Wednesday 6 April 2011

Good stories...

Sorry I missed last week! I'd had a lovely week full of annoyances, which was supposed to magically get better on Tuesday night, seeing as there were plans for awesome stuff; only, as these things go, the awesome turned out to be overshadowed by more annoyances, and I spent Wednesday being a little bundle of rage I didn't quite want to inflict on you guys.


I was supposed to roam the streets of Bratislava these days, but sadly things didn't work out and I'm stuck at home preparing for next term. At least hanging out at home means I'm cuddled up in my bed with good music blaring out of my headphones and a glass of red on my bedside table, instead of spending the night in an uncomfortable hostel bed surrounded by drunk tourists trying to recreate scenes from Eurotrip (well... possibly minus the incest).


Going back to Slovakia has been on my mind for the last five years or so, and by some weird whatever my favourite Norwegian live band (singing in Norwegian), and a Slovak band (singing in Slovak) I'm rather fond of played a gig together in Vienna, and I really wanted to go for the sheer linguistic mindfuckery (a second support act was in English), and could've easily hopped over the border afterwards and spend a few days in good ol' Bratislava drinking cheap Slovak vodka and pigging out on bryndzové pirohy (what could be better than pasta filled with mashed potatoes and stinky sheep milk cheese, drowned in fatty toppings?).

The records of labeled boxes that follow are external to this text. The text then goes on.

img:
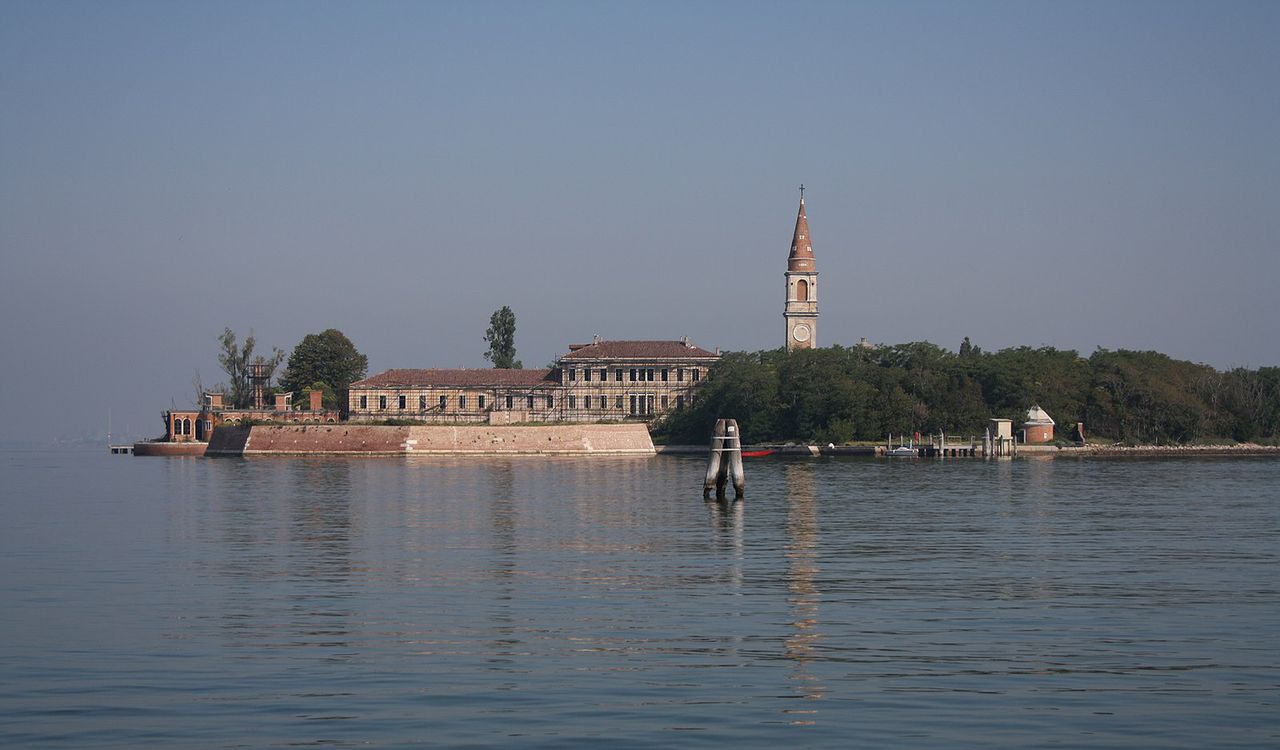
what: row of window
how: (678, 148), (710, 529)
(360, 389), (696, 415)
(568, 394), (694, 415)
(360, 394), (556, 411)
(568, 367), (701, 383)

Admittedly, I left in late 2005 rather fed up with the place, although it had less to do with the country as a whole than with my particular situation. Maybe I should've known when I arrived and found out my predecessor had mysteriously disappeared. I was a volunteer at a youth centre, and since none of my colleagues spoke English (or German, or French) she was supposed to show me around etc. Yeah, that didn't work out. Instead I got a rather queasy gut feeling (not to mention friends & parents freaking out back home), and an endless hassle with rather incompetent policemen and the like. After three months we got a call from one of her friends saying she'd been so fed up with the place she decided not to take a flight back to Slovakia after a vacation, but bought a ticket home instead. In the meantime I spent two months without a functioning stove, still didn't have anyone to teach me Slovak and lived in a hotel that didn't allow me to have visitors in a town void of anyone my age. On the up side I had lovely colleagues, the kids were great and there was a lot about the place I enjoyed. But when my time was up I was more then ready to leave (and stay away a few years). I never regretted going though.


I wish I could explain my Slovakia, but lack the words to describe it adequately, and in enough depth to not reinforce stereotypes. When you move abroad you expect most stereotypes to turn out to be untrue, but I somehow always ended up in places where many were reality. My town in the states was European stereotypes of the US come alive; rural, conservative, run by extremely conservative white Christians despite being 80% Mexican, full of oversized cars, oversized people and oversized flags, full of fast food, teenage mothers and teenage binge drinking. My biology teacher apologized for having to teach evolution, my history teacher happily explained that Darwinism = social Darwinism, and I once almost got detention for saying “crap”. I usually throw in a disclaimer when I talk about the place, but I think most people here are aware that there are other towns in the states that are quite different.


Slovakia is more difficult, since hardly anyone knows anything about it (and a lot of people confuse it with Slovenia). It's somewhere there, out east, where all the places are rather run down and corrupt. In fact the Austrian border is only a stone's throw from the capital, and the west is quite comfortably hanging out with the rest of western Europe. Things are different (read: more conform to stereotypes) out east, but it'd be unfair to reduce the entire country to that. Every time I offhandedly throw out an anecdote, I feel the need to explain, but people tend to lose interest once the story is over. And really there isn't much I can say besides “it's different out west”, because I haven't actually spent more than a few weekends there, or to go into an extremely long rant about things I can't quite explain, least of all to people who've spent their entire life safely tucked away in western Europe or North America. To me it's such an amazing place, but it's hard to convey, especially since good stories rarely make good stories.


So I guess that's what I ought to do... find more good stories that are worth telling.

1 comment:

  1. You have intrigued me, I honestly don`t know a lot about Slovakia I am interested to hear more about your experience of it sometime.